# Please comment on Yellowstone and Grand Teton River Access



## glenn (May 13, 2009)

From AW:
American Whitewater - Parks Ask For Comments On Paddling Prohibitions





> Earlier this month, the National Park Service and US Fish and Wildlife Service published their draft management plan for 5 newly designated Wild and Scenic rivers in Yellowstone and Grand Teton National Parks. In a misguided 3-page legal argument they dismissed any consideration of allowing paddling on the rivers except where it is currently allowed. They aim to maintain paddling bans on the following rivers:
> 
> 
> Upper Snake River: A remote and mellow hike-in pack-rafting river.
> ...


----------



## lhowemt (Apr 5, 2007)

Good grief. Protecting the rivers in national parks always seems a bit to me like telling you to stay off the grass at disneyland. This statement is intentionally ridiculous, as protecting all rivers is important, but the park's approach and lack of consistency is even more ridiculous IMO.


----------



## Cutch (Nov 4, 2003)

Having skimmed some other parts of the report, it gets even more ridiculous. The parks preferred alternative seems to be to increase the number of fisherman user days from the current peak usage on all of the rivers and streams. In order to handle this increase, they want to build more river access improvements, to lessen the impact on the river corridor. 
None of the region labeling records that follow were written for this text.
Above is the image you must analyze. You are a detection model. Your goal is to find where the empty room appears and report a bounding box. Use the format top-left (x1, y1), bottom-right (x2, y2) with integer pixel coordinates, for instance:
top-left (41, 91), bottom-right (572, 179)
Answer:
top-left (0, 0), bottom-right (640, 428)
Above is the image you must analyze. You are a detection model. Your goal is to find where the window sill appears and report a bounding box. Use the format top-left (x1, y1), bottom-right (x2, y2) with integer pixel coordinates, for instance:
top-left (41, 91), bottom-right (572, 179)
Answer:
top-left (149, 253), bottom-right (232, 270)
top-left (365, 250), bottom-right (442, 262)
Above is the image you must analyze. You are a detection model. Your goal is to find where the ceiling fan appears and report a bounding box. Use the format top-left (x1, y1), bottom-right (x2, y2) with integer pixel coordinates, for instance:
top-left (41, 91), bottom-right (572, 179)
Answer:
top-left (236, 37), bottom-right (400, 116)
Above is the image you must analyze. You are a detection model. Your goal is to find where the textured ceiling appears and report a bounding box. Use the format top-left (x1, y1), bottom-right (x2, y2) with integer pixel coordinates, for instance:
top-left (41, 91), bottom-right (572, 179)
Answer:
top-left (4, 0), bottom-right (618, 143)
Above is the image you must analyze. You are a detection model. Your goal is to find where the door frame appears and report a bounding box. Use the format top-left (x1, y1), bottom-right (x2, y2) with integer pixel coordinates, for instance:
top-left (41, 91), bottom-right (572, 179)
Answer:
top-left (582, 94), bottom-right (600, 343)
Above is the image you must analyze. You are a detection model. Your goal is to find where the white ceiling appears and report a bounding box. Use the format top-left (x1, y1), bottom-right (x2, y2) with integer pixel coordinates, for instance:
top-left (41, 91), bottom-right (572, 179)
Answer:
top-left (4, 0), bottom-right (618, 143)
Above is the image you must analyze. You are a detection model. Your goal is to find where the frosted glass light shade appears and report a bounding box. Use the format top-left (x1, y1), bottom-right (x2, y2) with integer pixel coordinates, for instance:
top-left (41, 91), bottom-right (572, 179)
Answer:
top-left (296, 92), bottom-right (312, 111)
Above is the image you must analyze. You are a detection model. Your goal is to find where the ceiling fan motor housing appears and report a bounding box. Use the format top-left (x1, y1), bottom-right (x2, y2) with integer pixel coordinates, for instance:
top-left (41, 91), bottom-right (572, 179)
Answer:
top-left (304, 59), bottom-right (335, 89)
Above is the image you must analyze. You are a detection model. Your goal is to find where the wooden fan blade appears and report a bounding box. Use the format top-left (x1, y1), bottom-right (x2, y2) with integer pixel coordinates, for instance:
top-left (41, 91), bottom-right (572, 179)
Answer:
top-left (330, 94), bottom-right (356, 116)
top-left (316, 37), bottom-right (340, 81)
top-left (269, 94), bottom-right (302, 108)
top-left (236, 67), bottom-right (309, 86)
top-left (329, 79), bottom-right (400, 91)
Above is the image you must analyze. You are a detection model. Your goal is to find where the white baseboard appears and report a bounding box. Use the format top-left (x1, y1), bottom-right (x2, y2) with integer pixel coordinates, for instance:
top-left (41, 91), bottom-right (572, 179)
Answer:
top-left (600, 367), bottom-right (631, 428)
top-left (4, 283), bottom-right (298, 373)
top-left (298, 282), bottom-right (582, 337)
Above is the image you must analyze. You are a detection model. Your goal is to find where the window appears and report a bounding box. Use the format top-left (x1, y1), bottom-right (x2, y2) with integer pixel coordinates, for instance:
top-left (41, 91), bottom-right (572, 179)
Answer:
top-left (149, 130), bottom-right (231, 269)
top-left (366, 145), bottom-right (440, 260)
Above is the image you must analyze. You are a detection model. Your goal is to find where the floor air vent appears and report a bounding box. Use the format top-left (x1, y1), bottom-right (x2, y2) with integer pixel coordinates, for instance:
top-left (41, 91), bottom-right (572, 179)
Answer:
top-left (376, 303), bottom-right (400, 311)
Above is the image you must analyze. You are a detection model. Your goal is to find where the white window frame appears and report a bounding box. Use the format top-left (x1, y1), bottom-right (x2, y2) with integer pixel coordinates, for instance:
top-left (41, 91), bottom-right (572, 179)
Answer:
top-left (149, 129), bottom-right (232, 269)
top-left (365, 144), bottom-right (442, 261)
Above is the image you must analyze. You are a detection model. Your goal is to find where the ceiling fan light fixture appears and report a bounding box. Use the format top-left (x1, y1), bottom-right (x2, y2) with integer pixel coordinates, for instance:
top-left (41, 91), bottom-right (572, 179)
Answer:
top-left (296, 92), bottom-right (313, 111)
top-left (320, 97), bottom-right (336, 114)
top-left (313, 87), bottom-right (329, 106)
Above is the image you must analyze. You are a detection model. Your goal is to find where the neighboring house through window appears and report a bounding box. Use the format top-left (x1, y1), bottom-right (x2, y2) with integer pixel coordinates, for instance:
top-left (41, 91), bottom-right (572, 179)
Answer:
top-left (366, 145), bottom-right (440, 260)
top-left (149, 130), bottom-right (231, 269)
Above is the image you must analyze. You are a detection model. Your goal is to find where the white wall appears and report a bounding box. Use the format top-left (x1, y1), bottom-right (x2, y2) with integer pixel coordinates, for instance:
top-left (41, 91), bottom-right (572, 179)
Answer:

How is allowing more people to fish, and subsequently trample the river banks, in line with protecting the river resources? Especially given that the primary reason that they want to uphold the kayaking/rafting ban is because, according to them, kayaking and rafting isn't cohesive with Wild and Scenic values. 

One of the reasons listed is that seeing river craft on a river automatically makes the river less scenic. I mean, not all of us have the best looking gear, but fisherman dress really goofy, and I'm not bitching at them for ruining my view of the forest. 
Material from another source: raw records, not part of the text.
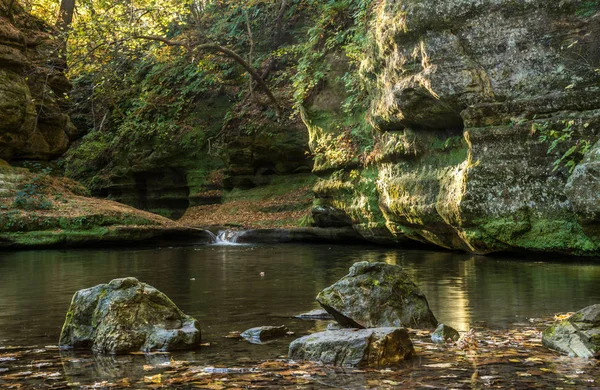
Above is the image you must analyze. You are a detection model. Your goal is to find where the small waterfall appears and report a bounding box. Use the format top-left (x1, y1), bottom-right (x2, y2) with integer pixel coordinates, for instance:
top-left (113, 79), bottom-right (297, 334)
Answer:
top-left (213, 230), bottom-right (244, 245)
top-left (205, 230), bottom-right (217, 244)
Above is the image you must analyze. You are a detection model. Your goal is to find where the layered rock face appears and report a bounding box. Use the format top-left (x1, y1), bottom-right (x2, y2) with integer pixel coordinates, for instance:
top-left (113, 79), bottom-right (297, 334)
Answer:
top-left (0, 12), bottom-right (76, 160)
top-left (307, 0), bottom-right (600, 255)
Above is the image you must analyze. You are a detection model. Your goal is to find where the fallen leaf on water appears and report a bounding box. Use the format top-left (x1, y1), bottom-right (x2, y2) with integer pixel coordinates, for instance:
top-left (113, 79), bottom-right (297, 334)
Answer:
top-left (144, 374), bottom-right (162, 383)
top-left (423, 363), bottom-right (454, 368)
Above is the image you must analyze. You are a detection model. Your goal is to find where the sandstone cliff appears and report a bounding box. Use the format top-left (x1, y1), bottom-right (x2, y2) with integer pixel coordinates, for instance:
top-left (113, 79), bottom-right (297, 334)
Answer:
top-left (305, 0), bottom-right (600, 255)
top-left (0, 9), bottom-right (76, 160)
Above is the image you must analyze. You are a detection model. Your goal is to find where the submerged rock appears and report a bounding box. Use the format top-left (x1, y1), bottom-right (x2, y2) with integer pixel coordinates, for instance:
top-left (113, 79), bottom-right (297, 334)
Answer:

Remember a few years ago when the YNP stated that one of the major concerns was that, if they allowed river runners, then MORE people would stop to look at the rivers, and thus it would create traffic jams? So which is it? Are kayakers not allowed because everyone will want to watch us, and thus we'll be responsible for traffic congestion? Or, are we just ugly to look at when you are fishing? 

I'm entering the YLA draft this season.


----------



## caspermike (Mar 9, 2007)

Atta way Kyle. I submitted a 3000 word essay to them I doubt anything will come of it..
I told them straight up people do it already so they might as well make it legal if they want any say on what's going on.. 

Btw guys the black canyon of the Yellowstone is worth it.. It's good! Like really good! Best run in the area and it makes gore seem like filter plant. Never seen big fluffy good granite gorge whitewater around here like what's in those walls! And ill probably never again side surf a big hole in the dark and stare up at the full moon with that much anticipation and excitement again.. At least I hope I don't get the morning beat down next time..

YLA for life


----------